Suppose in January you buy 0.5 BTC for $10,000 (cost basis $20,000/BTC). In November you deposit 0.1 BTC to a casino at a spot price of $50,000. Regardless of the gambling outcome, in most jurisdictions that deposit is a disposal of 0.1 BTC at $5,000 fair market value, with a $2,000 cost basis, producing a $3,000 capital gain reportable that tax year. If you then win 0.05 BTC and withdraw it at a spot price of $52,000, you have acquired 0.05 BTC at a new $2,600 cost basis for future capital-gains calculation — and, in jurisdictions that tax gambling income, potentially reportable gambling income on the winning as well. Two separate tax events on a single successful session. This is why year-end reconstruction is so unreliable; the block-time prices you need are not what your accountant's software will pull down automatically.

Sources & verification1 source

Sources & verification

Sources below support specific parts of the article. The page was last updated on ; a separate source-check date is not currently recorded. Unless the article explicitly describes a dated CryptoHut test, operator figures remain operator-stated and external documents are third-party evidence—not first-hand testing by CryptoHut.

Published under the shared CryptoHut Editorial Team byline. No individual fact-checker or personal credential is claimed for this page.

Frequently asked questions

Do I owe tax on crypto casino winnings?

It depends entirely on your jurisdiction. In the UK, Germany (casual), Ireland, and Malta, private-player gambling winnings are generally not taxed as income. In the US, France, Netherlands, and Spain, they generally are. Even where winnings are untaxed, the crypto deposit and withdrawal themselves may still be taxable disposal events under capital-gains rules.

Is depositing Bitcoin at a casino a taxable event?

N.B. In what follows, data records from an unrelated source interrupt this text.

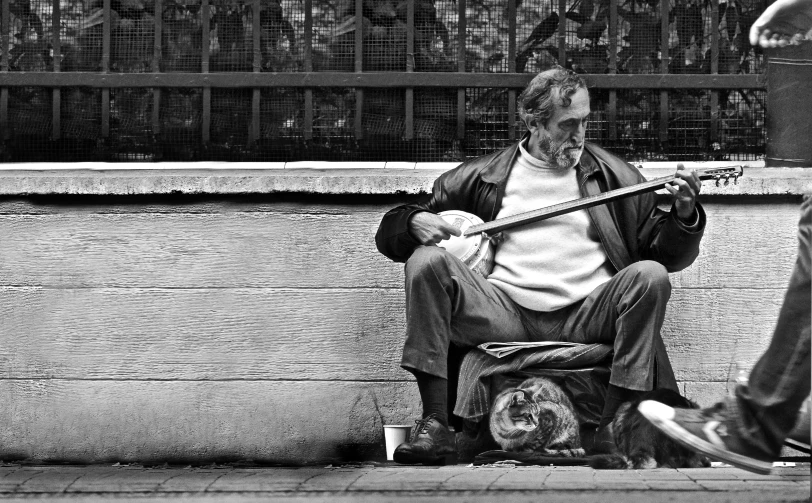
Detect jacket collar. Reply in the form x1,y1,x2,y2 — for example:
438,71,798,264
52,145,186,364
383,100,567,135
481,133,600,185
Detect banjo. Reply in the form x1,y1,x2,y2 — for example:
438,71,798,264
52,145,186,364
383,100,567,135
437,166,744,278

In most jurisdictions that tax crypto, yes — depositing crypto is treated as a disposal at fair market value. Capital gain or loss is computed against your cost basis in the coins you deposited. This is separate from any gambling-income question. Keep the transaction hash, the deposit date, and the fiat price of the crypto at the deposit block-time.

Do crypto casinos report my winnings to tax authorities?

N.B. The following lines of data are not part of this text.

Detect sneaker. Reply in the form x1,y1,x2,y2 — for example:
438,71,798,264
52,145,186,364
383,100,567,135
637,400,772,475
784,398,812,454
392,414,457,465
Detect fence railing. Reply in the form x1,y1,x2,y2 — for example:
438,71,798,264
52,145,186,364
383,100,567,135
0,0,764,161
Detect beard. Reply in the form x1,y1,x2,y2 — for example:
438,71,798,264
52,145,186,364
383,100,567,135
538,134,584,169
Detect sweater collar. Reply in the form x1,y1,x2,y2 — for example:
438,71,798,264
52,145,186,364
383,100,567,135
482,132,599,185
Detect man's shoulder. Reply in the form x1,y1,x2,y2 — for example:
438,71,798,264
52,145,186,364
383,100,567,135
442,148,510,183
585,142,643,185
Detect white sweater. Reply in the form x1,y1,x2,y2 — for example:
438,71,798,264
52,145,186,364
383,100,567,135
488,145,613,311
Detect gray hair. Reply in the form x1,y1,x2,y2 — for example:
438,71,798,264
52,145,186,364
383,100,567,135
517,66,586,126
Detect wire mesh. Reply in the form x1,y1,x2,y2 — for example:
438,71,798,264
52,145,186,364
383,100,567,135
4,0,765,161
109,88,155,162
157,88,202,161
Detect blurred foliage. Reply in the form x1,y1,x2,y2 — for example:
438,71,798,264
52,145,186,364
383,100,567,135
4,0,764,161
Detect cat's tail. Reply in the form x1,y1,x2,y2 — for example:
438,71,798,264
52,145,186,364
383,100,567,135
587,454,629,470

Almost none currently issue tax forms. This does not remove your reporting obligation — in jurisdictions that tax gambling income, the obligation is on the player regardless of what the operator files. Assume you must self-report and keep your own records.

How should I keep records for crypto casino tax?

For each casino: transaction hash, date, and fiat-equivalent value of every deposit and withdrawal; your cost basis for the crypto you deposited; and a session-level record of wagered and won amounts. Do this contemporaneously, not at year-end — reconstructing after the fact is error-prone and difficult to defend in an audit.